There used to be a time when infrastructure projects were owned/operated by large infrastructure contractors/firms. They raised finance directly from banks and long-term or patient investors like pension funds and insurers who would subscribe to capital market issuances to finance infrastructure projects. The returns on these investments used to be moderate, the investments relatively illiquid, and the risk lower. Infrastructure was the boring, low-risk, and low-return area.

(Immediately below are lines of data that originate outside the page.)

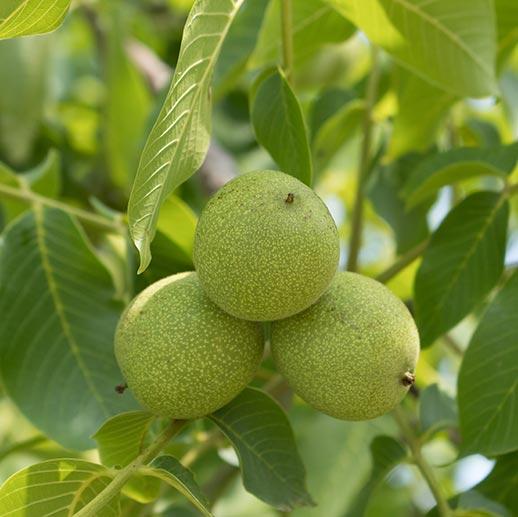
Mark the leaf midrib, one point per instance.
(450, 35)
(156, 206)
(60, 308)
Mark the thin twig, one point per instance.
(401, 419)
(363, 166)
(95, 506)
(287, 38)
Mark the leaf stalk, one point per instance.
(122, 477)
(363, 166)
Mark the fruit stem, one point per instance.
(363, 166)
(426, 470)
(287, 38)
(402, 262)
(95, 506)
(87, 217)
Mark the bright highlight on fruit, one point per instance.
(266, 247)
(183, 357)
(353, 354)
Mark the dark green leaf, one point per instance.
(500, 485)
(386, 454)
(171, 471)
(422, 109)
(179, 140)
(33, 17)
(279, 125)
(262, 436)
(315, 25)
(410, 227)
(420, 34)
(437, 410)
(456, 165)
(462, 263)
(120, 439)
(239, 44)
(488, 379)
(56, 333)
(56, 487)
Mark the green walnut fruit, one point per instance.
(352, 355)
(183, 357)
(266, 246)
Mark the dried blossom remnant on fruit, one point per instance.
(408, 379)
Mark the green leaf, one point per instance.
(340, 465)
(335, 131)
(410, 227)
(120, 439)
(25, 73)
(420, 34)
(437, 410)
(180, 137)
(279, 125)
(262, 436)
(462, 263)
(33, 17)
(328, 102)
(56, 333)
(172, 246)
(239, 44)
(507, 25)
(386, 454)
(124, 129)
(422, 109)
(500, 485)
(56, 487)
(456, 165)
(488, 378)
(45, 179)
(171, 471)
(314, 25)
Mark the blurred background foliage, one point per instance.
(75, 108)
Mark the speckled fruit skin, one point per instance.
(266, 246)
(348, 354)
(183, 357)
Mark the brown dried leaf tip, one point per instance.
(408, 379)
(121, 388)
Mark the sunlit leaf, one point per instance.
(462, 263)
(335, 132)
(180, 137)
(171, 471)
(422, 109)
(458, 164)
(488, 379)
(279, 125)
(261, 434)
(56, 333)
(386, 454)
(450, 43)
(239, 44)
(56, 487)
(33, 17)
(437, 410)
(314, 25)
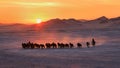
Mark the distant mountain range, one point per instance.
(67, 24)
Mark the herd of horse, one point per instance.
(31, 45)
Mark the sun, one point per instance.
(38, 20)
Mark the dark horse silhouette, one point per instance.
(79, 45)
(93, 42)
(88, 44)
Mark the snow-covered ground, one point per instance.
(106, 54)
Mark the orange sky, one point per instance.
(27, 11)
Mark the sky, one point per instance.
(27, 11)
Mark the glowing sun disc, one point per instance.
(38, 20)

Then we had a period of financial innovation and engineering. When we look at PPPs in infrastructure today,  these assets are largely operated/owned not by infrastructure companies but by financial investors. The entities which operate/own and finance infrastructure investments are financial investors, alternate investment funds (AIFs) - infrastructure funds and private equity. The pension funds and insurance capital, instead of directly investing in bonds and the capital market, have come to channel their funds through the alternative investment vehicles.

This shift has had the perverse effect of distorting incentives in the market for infrastructure assets. By their very nature (and the examples from the mainstream PE world above illustrate this), the incentives of private equity etc are excessively aligned towards short-term and profiteering for their investors, and passing the parcel along.